Building Kalshi the Hard Way
Lopes Lara and Mansour noticed a strange gap in finance. Markets are full of opinions about the future, yet there was no simple, legal way to trade directly on event outcomes. They wanted a platform where users could buy Yes or No contracts on real-world events. If you were right, the contract paid $1. If not, it paid nothing.
That idea became Kalshi. Simple in theory. Brutal in execution.
Instead of skirting regulation like many prediction platforms, they chose the hardest route possible. Full federal approval in the United States. That decision slowed everything down and nearly killed the company more than once.
For two years, Kalshi had no live product. No revenue. Just endless meetings with regulators at the Commodity Futures Trading Commission. Lopes Lara later admitted the risk was extreme. If approval failed, the company would go to zero.
In 2020, Kalshi became the first federally regulated exchange dedicated to event contracts. It was a quiet win at the time, but it laid the foundation for everything that followed.
The real test came in 2024. The CFTC blocked Kalshi from offering contracts tied to U.S. elections. Instead of backing down, Kalshi sued its own regulator. It was a bold move and a dangerous one.
It worked! A federal appeals court ruled in Kalshi’s favor. For the first time in over a century, Americans could legally trade on election outcomes through a regulated platform.
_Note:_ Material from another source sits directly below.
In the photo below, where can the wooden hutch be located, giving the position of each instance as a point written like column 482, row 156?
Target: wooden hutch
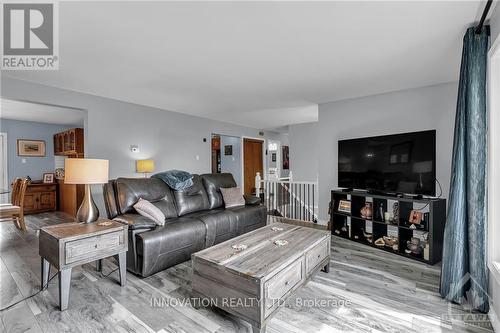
column 70, row 144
That ruling changed Kalshi’s future overnight.
The Billion-Dollar Breakthrough

Luana / IG / Once election trading became legal, growth exploded. During the 2024 U.S. presidential election cycle, Kalshi users placed more than $500 million in trades.
The platform moved from niche curiosity to mainstream financial tool.
In October 2025, Kalshi raised $300 million at a $5 billion valuation. Two months later, the company closed an additional $1 billion round led by Paradigm, with backing from Sequoia Capital and Andreessen Horowitz. The valuation jumped to $11 billion.
Lopes Lara holds an estimated 12% stake in Kalshi. That single funding round pushed her net worth to roughly $1.3 billion. At 29, she passed Lucy Guo and Taylor Swift to become the youngest self-made female billionaire in the world.